I remember well an incident during a SADF brainstorming session held at Grootfontein as the seventies turned into the eighties, which I had attended upon invitation by general Jannie Geldenhuys. I was then head of the SWA/N analytical desks of the National Intelligence Service (NIS).
A psychologist of Military Intelligence had just presented a rather luridly damning psycho-profile of the “communist terrorist” Nujoma, when I was asked to present the profile that the NIS had built up.

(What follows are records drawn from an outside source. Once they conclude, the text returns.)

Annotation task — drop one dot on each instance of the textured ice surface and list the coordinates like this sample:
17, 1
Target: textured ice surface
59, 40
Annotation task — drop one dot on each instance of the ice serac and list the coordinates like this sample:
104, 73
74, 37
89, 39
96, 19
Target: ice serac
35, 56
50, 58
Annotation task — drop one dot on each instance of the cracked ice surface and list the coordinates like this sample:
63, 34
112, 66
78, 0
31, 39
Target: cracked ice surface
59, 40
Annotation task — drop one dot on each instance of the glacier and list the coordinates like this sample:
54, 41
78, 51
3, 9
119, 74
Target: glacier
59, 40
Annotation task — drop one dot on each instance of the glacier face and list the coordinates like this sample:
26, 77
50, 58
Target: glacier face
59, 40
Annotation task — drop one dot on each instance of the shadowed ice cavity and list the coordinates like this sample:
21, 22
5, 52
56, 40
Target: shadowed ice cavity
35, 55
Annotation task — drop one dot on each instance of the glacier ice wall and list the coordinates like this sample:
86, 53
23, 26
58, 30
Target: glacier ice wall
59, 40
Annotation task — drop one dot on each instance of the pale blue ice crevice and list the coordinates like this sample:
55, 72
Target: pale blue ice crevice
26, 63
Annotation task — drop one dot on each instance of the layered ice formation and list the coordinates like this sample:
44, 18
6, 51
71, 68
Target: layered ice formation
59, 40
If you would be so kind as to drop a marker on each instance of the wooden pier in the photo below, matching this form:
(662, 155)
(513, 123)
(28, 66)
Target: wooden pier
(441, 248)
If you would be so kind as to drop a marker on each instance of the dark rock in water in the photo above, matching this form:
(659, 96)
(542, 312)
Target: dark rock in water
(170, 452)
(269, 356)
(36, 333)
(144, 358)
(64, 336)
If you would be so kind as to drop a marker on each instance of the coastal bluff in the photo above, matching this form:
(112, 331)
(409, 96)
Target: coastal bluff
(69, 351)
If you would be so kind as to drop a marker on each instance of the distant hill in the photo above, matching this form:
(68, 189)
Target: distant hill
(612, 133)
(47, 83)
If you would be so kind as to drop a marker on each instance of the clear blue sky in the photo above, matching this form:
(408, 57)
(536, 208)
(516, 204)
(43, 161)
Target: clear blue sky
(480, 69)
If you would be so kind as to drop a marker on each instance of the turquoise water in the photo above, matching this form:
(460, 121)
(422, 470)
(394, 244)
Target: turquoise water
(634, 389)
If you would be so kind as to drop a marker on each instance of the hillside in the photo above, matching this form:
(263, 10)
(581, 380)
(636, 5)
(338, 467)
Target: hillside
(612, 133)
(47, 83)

We had wanted to understand the basis for Nujoma’s evident popularity as leader and as man, and had learned that he was so appreciated because of the empathy and caring he demonstrated for his followers, as well as his love for children (and their natural affection for him).
When I had reached this point in my presentation, the MI psychologist jumped up to scold me for portraying Nujoma in what he deemed to be an overly humane light – general Geldenhuys then rapidly intervened, to remind all that the task of intelligence is to tell its audience what it needs to hear, and not what it wants to hear…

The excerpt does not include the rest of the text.